Content management is not just software. Many companies will embrace a CMS because the benefits of using one are obvious. And although content management systems are now common place, content management strategies are often nowhere to be seen.
These strategies focus on creating engaging, relevent content which often covers issues such as:
- themes, messages, voice and tone
- content channel distribution (newsletters, RSS etc)
- purpose of content
- content relationships
- search engine optimization
These are all great points to consider as part of a strategy but few strategies cover anything about removing old outdated content.
Out with the old
Good content managers will look to archive old news stories and completely remove out dated irrelevant content. Removing old content can be just as important as adding new material.
Even in companies where a solid content management strategy already exists, old content can pile up unchecked collecting virtual dust. Left unmanaged this content will drastically reduce the effectiveness of a website to meet the needs of a business.
Outdated content can be more visible than you think and will devalue fresh content by making the new stuff less likely to be read. A visitor reading old content is not consuming your new material.
Once a visitor lands on old content don’t relly on them to click through to more relevent information. Having a quick look at a “depth of visit report” in google analytics will tell you what percentage of people only view a single page on your site. Most sites record a high number for this metric. So this potential customer who was shown outdated content leaves the site without experiencing what a company has to offer and is likely never to return.
What stays and what goes
Does a certain older piece of content still provide value to the user? Only a user can answer this but you could have a wild guess. Or, better than guessing look at the analytics of that page. Look at the amount of traffic it attracts, look at it’s bounce rate and where they go to after?
Sometimes completely removing a page can be too drastic. If the page is pulling in good search traffic but resulting in a high bounce rate then modify the content to make it more relevant. Use that page to direct the user to more relevant content that still satisfies the users initial search request.
Dont try and entice a user to visit your site by keeping hold of irrelevant content in the hope that they remain on your site eventually converting. It wont work. Sure it will be an extra hit on your unique visitor metric but at the same time its probably going to help increase you’re bounce rate too.
Once you identify a page that needs removing make sure you also remove any internal links that might be pointing to it. This will ensure you wont be sending users down paths that dont meet your business goals. If you’ve set up good redirects and have good 404 pages, removing pages with outdated content will only benefit the users experience of your site.
Old news is still news.
News items should obviously not be removed completely but efforts should be taken to inform the user that they are reading older content and that there are far more relevant posts he could be reading instead.
If your site deals with categories for products or content then keep an eye on them, control who has the ability to add new categories (not just top level ones) and have a strategy to control the overall size of these categories. I know of sites that have more categories than products. Don’t be afraid of damaging your search engine rankings by removing nonsense categories that capitalise on popular search terms. Your users will thank you for it. If you have categories that are very similar merge them and use 301 redirects to ensure you don’t loose a user to a 404 page.
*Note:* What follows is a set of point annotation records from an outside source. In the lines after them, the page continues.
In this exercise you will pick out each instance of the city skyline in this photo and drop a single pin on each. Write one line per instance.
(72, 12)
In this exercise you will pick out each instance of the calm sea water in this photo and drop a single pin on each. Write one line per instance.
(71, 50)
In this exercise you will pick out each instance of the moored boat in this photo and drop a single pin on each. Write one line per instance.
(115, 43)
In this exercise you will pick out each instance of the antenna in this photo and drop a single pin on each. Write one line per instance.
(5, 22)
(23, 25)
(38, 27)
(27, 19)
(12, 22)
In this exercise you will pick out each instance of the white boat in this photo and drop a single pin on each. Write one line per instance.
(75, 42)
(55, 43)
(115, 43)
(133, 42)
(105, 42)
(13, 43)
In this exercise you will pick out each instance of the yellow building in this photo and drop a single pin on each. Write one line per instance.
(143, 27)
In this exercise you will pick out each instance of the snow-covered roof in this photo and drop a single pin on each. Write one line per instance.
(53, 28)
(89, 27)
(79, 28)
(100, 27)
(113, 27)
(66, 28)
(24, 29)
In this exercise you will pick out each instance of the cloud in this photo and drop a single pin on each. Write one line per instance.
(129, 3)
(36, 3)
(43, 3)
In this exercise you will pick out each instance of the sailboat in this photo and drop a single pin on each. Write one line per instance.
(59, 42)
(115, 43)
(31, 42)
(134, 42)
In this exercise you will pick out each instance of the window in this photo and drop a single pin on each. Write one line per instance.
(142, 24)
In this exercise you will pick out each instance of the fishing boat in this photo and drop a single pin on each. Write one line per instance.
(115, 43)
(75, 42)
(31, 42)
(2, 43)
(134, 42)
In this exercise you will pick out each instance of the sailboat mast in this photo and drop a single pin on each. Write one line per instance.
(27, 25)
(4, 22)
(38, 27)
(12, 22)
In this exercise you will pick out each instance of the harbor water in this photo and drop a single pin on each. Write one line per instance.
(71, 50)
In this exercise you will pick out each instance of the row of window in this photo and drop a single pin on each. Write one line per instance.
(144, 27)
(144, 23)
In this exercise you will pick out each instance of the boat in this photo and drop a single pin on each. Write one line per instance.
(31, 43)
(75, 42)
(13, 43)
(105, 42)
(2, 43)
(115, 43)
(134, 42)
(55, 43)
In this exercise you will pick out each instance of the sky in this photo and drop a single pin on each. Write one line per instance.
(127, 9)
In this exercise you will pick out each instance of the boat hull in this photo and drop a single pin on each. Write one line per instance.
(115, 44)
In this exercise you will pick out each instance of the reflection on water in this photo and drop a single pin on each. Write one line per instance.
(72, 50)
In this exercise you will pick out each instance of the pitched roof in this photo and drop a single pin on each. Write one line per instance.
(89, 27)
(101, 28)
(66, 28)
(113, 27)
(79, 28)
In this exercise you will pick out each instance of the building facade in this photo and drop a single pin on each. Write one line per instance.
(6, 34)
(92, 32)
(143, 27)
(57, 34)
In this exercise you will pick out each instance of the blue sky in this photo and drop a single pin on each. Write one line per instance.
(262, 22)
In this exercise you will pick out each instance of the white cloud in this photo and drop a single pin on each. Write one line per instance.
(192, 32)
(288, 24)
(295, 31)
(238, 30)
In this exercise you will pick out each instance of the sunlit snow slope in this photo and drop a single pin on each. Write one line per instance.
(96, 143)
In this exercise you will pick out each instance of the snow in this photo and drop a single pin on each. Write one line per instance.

Removing or updating old content, monitoring your categories to avoid bloat are all steps to help improve the usability of your site. Be ruthless when it comes to removing the old stuff. If you where redesigning a site with the aim of simplifying its user interface then you wouldnt think twice about removing irrelevent visual clutter. And the same applies with content. Outdated content is noise that interferes with the signal, it will become an obstacle stopping your visitors becoming customers.